A move that aging parents haven’t initiated understandably triggers feelings of many types of loss: of abilities, of self-esteem, of independence, of optimism.

Being smack in the middle of downsizing–preparing to move after decades in one’s home–is daunting.  The thought was daunting even before we began.

Everyone comments “How exciting!” when hearing a NY city apartment awaits us. True, it is exciting to think about moving back to NYC where we lived for several years after graduate school; but we’ve been too busy to give much time to that kind of thinking.

Another kind of thinking continually pops into my head, however. It’s the thought that moving from one’s home at any age is unsettling.  When we consider the stress and feelings we experience and we’ve initiated the move, we can understand why thoughts of moving from their home is so distressing for older people.

3 Reasons

If it’s a move that aging parents haven’t initiated, often to assisted living on a “campus” with facilities for levels of care, it’s in-their-face recognition that:
—they are unable to carry on life as they have for so many decades
—others recognize this and no longer have confidence in their abilities to remain as independent as they have been
—this is probably their last stop before the cemetery.

Moving under these circumstances understandably triggers feelings of many types of loss: of abilities, of self-esteem, of independence, of optimism.  It must be accompanied by an overarching sense of what was and what lies ahead.  For older people who feel forced to move this has to be very sobering.

I think of all the memories that surface with every box and folder that is opened, with every photo and piece of saved stuff that is examined. My husband and I smile and think of how of good it was, forgetting the challenges which seemed so big at the time.

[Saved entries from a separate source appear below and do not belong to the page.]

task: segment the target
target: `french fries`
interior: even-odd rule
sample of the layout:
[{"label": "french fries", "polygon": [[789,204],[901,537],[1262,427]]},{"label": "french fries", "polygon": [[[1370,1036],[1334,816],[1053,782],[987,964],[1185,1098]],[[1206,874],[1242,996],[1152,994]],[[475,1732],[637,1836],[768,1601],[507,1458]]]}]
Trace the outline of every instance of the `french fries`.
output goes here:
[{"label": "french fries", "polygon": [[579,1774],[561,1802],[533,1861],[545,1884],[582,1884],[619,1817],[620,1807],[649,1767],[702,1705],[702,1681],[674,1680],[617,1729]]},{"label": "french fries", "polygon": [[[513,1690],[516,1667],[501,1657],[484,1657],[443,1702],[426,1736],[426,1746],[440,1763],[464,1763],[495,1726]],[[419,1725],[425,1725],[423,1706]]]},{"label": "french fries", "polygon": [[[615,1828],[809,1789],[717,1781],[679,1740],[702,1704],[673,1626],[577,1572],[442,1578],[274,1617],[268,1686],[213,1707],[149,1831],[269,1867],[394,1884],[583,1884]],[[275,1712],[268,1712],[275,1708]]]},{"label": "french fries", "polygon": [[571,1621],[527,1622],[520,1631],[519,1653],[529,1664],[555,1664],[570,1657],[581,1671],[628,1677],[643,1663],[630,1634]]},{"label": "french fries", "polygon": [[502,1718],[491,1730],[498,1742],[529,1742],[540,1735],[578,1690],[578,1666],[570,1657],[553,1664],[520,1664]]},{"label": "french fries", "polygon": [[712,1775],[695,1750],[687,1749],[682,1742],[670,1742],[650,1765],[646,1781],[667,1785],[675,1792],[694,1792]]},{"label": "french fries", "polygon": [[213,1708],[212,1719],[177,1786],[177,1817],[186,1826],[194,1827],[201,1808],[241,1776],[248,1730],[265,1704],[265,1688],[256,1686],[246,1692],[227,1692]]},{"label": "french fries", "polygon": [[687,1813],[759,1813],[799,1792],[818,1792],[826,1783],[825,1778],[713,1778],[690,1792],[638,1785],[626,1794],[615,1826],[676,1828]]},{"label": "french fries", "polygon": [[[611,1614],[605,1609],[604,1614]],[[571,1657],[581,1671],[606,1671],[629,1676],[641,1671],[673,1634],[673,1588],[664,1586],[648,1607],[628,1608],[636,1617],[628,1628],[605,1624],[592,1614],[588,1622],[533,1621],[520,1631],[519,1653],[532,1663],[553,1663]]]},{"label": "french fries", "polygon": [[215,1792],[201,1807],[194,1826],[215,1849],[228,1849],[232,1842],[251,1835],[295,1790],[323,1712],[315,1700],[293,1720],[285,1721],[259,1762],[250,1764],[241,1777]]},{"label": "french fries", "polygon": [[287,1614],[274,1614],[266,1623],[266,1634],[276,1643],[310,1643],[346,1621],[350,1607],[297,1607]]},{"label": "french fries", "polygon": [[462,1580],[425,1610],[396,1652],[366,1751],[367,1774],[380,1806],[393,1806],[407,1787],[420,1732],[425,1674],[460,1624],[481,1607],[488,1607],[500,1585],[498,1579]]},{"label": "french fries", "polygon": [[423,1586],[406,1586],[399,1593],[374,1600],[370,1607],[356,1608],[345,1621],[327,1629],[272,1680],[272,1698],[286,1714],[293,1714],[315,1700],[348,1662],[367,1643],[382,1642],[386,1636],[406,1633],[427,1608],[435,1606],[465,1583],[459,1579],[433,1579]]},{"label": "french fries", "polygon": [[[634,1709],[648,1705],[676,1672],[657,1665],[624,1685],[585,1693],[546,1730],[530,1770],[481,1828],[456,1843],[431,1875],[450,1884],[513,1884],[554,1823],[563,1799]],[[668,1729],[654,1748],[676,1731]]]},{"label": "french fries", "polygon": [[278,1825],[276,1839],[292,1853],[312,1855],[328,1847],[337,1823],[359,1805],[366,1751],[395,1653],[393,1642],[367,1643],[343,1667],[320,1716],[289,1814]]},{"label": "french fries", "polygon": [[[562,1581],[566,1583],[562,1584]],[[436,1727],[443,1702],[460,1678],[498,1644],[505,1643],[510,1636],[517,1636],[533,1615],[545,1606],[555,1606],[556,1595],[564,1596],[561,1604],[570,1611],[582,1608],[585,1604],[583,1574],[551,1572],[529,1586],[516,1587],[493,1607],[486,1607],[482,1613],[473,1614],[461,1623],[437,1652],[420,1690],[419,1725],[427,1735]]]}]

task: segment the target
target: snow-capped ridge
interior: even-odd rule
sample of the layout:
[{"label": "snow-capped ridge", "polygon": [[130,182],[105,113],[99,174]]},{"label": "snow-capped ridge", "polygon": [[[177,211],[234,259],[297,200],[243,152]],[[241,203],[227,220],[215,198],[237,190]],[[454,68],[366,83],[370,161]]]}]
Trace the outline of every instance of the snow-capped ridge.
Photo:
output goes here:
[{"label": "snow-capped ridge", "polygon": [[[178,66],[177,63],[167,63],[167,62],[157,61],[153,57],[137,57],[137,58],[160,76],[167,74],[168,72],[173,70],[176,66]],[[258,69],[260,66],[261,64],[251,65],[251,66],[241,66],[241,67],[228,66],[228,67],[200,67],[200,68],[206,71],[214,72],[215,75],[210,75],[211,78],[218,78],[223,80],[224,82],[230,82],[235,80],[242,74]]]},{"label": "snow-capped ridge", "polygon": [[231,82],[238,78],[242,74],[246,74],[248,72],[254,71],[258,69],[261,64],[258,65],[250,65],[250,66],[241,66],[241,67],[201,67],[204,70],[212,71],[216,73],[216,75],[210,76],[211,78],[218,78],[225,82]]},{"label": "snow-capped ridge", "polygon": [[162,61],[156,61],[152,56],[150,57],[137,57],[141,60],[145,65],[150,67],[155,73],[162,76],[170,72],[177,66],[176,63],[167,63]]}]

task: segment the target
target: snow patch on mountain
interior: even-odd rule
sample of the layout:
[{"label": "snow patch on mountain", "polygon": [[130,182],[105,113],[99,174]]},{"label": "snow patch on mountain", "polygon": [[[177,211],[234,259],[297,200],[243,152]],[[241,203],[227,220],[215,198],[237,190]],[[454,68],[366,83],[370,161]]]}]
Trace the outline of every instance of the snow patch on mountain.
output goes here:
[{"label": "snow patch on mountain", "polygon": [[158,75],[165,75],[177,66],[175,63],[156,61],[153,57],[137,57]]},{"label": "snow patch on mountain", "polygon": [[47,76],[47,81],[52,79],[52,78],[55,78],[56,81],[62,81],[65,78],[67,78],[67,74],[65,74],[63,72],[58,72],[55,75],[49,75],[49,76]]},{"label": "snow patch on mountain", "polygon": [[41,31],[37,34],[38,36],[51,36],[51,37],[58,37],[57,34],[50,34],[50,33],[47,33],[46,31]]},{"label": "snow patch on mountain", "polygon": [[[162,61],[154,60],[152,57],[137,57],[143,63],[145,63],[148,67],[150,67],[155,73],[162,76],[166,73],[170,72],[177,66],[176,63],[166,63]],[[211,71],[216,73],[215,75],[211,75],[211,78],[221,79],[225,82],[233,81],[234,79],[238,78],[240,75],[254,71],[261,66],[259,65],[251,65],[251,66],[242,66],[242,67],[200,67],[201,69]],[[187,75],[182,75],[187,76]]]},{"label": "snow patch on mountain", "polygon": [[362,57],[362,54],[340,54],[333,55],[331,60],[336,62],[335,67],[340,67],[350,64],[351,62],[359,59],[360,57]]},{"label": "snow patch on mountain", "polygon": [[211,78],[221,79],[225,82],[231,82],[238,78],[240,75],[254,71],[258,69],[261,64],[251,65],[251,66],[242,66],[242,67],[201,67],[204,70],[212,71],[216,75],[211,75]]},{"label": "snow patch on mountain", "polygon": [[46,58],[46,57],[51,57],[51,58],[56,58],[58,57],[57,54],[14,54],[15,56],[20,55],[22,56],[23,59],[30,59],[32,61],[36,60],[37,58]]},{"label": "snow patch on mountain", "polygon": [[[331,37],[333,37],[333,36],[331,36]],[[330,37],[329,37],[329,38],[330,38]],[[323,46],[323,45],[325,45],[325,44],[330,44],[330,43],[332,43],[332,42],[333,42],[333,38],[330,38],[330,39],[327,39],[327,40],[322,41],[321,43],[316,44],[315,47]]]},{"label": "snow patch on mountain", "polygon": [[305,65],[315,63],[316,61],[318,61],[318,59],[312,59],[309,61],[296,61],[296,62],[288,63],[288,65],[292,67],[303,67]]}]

We are looking forward, not moving that far from our present community, and it’s exciting.  Yet I know realistically there will be a time when we will look back, assuming we reach a ripe old age. Upon reaching 89 Dad often said, “When you can look back many more years than you can look forward, you know you’re old.” I truly don’t think he felt old until he began saying that.

Perhaps it’s because he never had to move, he never confronted that kind of sobering change and the feelings of loss that go with it. Yet clearly, living that long, Dad experienced many kinds of loss.

Understanding the components of moving–which involve change, and energy, and downsizing and organization and loss–provides us with sensitivity to think twice about their impact and understandings to help our aging parents. Won’t it also help us when the time comes?